What is Lanolin?
Lanolin is a unique natural substance derived from the greasy coating on raw wool. It is an all-natural, highly effective substance which acts as a moisture barrier and lubricant. Its unique properties have been recognised for centuries, and have not, as yet, been possible for scientists to duplicate.
In Australia, the use of lanolin became less common from the late 1940s onwards, as the use of harsh toxic chemicals became the industry norm.
In the last few decades however, there has been a shift in people’s attitudes and the realisation that society cannot continue to degrade the environment through the use of petrochemical based products. Consequently, there has been a move towards using more environmentally sesitive alternatives.
Quick facts on lanolin:
Lanolin is secreted from a sheep’s sebaceous glands and acts as a waterproofer to protect the sheep’s wool from the elements
It is made up of a mixture of wax, fatty acids and alcohols
Crude lanolin constitutes approximately 5-25% of the weight of freshly shorn wool
The wool from one Merino sheep will produce about 250-300ml of recoverable wool grease (lanolin)

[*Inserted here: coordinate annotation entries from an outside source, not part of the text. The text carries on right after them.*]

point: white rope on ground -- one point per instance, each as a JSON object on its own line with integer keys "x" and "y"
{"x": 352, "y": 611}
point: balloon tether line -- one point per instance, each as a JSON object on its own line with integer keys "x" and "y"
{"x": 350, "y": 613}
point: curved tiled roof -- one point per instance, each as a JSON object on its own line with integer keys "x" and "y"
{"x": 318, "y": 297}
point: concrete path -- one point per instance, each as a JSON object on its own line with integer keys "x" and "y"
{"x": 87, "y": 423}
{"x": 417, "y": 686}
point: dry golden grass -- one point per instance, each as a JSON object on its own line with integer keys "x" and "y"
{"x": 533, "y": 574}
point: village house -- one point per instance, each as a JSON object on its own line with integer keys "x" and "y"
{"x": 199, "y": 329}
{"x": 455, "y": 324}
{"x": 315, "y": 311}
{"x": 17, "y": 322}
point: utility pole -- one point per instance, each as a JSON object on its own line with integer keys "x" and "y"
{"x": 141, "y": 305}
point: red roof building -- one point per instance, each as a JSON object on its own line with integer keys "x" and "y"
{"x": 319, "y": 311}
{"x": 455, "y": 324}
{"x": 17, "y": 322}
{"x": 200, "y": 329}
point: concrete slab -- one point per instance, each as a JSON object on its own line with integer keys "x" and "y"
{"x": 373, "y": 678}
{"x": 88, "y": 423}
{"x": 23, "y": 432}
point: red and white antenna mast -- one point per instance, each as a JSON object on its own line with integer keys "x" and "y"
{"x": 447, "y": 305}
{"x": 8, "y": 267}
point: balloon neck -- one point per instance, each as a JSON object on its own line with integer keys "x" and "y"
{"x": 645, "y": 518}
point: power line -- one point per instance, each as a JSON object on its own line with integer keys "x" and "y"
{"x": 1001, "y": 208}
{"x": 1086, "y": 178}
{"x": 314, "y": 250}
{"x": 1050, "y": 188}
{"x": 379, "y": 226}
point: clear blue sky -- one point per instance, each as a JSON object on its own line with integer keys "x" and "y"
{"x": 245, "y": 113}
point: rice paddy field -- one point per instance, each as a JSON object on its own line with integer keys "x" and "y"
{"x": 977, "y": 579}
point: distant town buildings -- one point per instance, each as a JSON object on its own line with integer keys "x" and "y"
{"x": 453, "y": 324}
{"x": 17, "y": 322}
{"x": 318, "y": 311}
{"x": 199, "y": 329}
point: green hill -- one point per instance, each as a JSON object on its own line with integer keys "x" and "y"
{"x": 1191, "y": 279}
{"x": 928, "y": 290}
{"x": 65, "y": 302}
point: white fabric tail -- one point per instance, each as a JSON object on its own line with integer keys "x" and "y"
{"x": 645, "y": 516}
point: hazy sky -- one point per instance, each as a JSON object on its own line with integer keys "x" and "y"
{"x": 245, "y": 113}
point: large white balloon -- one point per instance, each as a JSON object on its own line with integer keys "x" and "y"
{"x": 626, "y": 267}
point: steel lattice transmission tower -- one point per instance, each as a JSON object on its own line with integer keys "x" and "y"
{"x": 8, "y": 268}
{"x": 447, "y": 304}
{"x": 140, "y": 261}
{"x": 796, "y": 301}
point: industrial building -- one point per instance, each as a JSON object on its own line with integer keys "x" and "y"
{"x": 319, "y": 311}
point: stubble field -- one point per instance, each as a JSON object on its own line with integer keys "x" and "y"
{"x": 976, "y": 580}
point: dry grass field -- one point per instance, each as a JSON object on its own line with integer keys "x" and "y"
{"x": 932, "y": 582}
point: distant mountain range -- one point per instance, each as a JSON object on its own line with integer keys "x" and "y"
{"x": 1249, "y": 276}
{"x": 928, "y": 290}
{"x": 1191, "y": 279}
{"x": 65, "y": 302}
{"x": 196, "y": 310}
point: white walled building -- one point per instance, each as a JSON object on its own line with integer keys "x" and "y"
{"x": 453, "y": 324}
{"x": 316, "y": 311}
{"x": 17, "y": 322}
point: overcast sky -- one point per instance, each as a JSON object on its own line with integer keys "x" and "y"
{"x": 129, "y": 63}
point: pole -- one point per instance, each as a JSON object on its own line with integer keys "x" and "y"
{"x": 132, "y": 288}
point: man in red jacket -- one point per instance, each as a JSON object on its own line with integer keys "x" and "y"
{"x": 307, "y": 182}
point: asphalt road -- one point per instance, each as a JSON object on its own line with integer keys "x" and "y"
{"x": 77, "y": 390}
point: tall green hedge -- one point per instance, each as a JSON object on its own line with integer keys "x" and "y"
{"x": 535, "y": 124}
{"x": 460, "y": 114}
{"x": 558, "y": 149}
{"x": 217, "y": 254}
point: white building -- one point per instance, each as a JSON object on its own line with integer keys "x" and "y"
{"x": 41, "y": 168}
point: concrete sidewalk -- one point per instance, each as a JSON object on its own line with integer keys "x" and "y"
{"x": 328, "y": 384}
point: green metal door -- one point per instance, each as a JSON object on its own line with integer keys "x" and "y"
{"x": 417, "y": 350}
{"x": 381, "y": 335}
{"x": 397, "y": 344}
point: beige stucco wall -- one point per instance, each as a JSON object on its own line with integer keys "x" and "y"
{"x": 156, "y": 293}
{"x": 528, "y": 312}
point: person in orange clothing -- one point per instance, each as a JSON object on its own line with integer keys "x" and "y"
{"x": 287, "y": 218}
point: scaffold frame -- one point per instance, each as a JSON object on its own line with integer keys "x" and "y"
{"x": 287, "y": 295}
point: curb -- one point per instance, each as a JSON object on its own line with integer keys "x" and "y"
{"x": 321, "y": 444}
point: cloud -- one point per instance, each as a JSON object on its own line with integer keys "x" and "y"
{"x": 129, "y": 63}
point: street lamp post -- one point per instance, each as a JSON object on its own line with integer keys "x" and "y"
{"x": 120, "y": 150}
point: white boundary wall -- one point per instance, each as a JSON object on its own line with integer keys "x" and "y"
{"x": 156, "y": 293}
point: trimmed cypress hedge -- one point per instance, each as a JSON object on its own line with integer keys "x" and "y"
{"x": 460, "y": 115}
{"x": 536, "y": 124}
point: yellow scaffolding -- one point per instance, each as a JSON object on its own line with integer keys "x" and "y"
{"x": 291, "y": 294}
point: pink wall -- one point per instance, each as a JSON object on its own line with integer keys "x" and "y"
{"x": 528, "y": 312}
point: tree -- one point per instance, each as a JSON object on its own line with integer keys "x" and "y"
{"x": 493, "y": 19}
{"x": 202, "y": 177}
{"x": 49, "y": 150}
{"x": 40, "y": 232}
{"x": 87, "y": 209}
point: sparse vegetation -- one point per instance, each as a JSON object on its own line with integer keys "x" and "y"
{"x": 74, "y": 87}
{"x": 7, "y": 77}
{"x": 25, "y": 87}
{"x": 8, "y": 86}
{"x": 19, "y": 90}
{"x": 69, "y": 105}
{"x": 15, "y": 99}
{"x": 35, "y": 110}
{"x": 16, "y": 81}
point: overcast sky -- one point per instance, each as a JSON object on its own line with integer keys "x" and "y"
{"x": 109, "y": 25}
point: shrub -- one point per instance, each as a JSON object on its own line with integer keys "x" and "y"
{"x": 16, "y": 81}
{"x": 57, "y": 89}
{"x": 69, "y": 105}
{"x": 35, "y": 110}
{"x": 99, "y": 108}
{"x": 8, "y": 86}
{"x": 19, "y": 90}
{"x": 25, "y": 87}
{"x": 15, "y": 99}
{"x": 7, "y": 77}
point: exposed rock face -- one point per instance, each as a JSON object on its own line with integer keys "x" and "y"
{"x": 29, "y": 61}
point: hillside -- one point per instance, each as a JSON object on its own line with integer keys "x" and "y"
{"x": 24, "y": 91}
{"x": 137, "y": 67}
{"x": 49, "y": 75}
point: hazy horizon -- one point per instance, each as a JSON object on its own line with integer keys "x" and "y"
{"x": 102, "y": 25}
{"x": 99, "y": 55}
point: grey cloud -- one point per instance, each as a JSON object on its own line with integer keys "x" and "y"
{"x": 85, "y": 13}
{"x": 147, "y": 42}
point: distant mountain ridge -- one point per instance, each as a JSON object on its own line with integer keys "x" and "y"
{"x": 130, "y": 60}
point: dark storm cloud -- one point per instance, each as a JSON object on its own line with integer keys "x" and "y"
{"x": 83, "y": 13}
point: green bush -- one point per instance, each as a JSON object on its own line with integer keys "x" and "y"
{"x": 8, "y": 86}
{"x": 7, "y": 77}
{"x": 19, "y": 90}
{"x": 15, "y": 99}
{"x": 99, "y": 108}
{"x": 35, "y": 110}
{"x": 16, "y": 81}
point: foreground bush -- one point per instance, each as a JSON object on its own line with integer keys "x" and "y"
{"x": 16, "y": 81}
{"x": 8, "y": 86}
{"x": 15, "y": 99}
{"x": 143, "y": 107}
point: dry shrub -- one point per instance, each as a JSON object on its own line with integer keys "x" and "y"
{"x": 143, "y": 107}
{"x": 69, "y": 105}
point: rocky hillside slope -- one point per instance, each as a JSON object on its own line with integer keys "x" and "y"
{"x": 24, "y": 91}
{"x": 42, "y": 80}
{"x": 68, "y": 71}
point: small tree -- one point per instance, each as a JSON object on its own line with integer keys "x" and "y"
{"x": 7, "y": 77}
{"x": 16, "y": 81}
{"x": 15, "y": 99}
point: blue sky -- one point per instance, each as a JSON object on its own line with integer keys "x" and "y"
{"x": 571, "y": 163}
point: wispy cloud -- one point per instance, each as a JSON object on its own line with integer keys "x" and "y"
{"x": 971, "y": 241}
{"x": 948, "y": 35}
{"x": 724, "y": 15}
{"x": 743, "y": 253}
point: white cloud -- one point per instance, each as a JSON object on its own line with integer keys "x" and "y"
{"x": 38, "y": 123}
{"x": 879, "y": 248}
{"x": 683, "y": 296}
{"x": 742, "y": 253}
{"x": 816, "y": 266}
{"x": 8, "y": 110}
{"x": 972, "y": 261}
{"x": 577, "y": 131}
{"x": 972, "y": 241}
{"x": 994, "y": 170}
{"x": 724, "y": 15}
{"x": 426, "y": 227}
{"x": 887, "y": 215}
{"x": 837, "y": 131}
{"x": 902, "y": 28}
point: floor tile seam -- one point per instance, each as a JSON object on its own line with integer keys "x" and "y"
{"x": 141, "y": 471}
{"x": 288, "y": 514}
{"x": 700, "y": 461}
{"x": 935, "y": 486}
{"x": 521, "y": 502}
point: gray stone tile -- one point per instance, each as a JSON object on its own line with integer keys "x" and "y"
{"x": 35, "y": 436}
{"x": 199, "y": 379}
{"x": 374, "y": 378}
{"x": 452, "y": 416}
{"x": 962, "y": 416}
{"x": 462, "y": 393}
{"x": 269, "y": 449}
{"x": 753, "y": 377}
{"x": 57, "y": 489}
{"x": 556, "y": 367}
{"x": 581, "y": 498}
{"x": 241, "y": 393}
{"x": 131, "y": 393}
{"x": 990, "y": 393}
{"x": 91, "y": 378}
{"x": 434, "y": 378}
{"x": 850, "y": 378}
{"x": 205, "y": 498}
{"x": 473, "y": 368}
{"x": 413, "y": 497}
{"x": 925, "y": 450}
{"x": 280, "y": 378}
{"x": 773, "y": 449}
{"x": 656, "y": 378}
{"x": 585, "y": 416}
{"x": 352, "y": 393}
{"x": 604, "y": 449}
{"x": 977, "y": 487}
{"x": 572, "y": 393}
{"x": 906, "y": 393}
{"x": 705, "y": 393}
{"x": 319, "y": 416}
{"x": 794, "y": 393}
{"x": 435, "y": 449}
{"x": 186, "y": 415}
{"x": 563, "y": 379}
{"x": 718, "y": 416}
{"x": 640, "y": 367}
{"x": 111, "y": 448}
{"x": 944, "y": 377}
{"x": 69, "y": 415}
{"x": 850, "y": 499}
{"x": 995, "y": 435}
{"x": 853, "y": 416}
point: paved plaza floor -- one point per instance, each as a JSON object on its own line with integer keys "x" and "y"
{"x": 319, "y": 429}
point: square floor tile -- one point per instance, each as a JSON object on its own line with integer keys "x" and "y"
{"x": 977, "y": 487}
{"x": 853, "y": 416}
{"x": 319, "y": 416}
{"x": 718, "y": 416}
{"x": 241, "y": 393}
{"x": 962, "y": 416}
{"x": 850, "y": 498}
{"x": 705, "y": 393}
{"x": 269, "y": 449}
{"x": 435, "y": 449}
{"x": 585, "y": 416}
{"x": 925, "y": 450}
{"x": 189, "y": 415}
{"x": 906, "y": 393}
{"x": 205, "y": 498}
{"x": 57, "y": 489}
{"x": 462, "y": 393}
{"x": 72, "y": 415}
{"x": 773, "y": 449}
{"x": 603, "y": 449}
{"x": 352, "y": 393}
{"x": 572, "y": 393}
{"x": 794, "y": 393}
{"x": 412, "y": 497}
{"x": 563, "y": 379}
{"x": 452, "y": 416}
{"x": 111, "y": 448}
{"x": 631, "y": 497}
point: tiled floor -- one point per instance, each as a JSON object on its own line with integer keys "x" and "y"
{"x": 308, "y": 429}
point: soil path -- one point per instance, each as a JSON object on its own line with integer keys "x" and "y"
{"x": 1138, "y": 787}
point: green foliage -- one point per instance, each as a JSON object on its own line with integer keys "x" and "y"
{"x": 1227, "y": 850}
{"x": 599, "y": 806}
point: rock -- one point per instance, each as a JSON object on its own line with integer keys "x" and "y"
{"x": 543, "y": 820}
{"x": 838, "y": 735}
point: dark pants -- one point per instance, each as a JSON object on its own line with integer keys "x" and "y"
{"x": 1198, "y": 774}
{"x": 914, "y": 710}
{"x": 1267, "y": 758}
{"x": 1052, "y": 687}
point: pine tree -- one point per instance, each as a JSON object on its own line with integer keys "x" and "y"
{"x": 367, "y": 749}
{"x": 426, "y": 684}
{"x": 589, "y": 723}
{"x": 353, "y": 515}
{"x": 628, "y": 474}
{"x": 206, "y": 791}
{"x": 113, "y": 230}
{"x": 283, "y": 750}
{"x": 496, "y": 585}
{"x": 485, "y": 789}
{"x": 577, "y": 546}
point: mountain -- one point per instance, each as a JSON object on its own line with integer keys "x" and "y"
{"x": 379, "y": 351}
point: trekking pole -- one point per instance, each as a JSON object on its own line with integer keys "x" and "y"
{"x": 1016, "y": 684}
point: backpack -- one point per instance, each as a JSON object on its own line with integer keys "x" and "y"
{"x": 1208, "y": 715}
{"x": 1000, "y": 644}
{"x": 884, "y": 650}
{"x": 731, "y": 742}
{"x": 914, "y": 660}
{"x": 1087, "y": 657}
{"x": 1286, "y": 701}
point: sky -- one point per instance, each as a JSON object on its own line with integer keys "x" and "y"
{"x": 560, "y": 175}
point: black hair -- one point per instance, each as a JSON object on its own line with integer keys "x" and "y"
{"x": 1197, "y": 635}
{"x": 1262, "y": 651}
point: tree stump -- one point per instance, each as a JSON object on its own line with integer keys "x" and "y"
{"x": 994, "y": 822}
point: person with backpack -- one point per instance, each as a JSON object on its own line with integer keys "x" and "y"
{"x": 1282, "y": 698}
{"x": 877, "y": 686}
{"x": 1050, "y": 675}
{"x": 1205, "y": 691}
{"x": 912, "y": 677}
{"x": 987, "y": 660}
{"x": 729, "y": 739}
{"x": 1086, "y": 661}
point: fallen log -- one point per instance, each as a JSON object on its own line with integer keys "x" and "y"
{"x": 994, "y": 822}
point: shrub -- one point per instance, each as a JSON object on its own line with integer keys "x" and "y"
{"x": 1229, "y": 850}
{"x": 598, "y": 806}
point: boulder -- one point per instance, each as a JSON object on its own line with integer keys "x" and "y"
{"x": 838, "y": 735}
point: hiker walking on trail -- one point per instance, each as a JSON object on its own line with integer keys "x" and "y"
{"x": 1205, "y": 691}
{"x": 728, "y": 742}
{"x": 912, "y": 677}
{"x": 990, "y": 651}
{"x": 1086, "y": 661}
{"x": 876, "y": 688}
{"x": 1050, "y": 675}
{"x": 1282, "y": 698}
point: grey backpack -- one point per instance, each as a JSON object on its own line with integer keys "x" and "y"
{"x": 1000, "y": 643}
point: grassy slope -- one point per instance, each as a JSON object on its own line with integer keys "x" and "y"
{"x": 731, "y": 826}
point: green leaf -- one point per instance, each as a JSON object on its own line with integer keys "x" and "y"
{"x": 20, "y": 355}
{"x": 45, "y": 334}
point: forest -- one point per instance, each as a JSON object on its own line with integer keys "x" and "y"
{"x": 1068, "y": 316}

Lanolin is extracted from wool via a scouring process. This process involves washing the wool in hot water with a special wool scouring detergent to remove dirt, wool grease (crude lanolin), suint (sweat salts), and anything else stuck to the wool. The wool grease is continuously removed during this washing process by centrifugal separators, which concentrate the wool grease into a wax-like substance melting at approximately 38ºC.
To date, scientists have been unable to duplicate either the performance or composition of lanolin.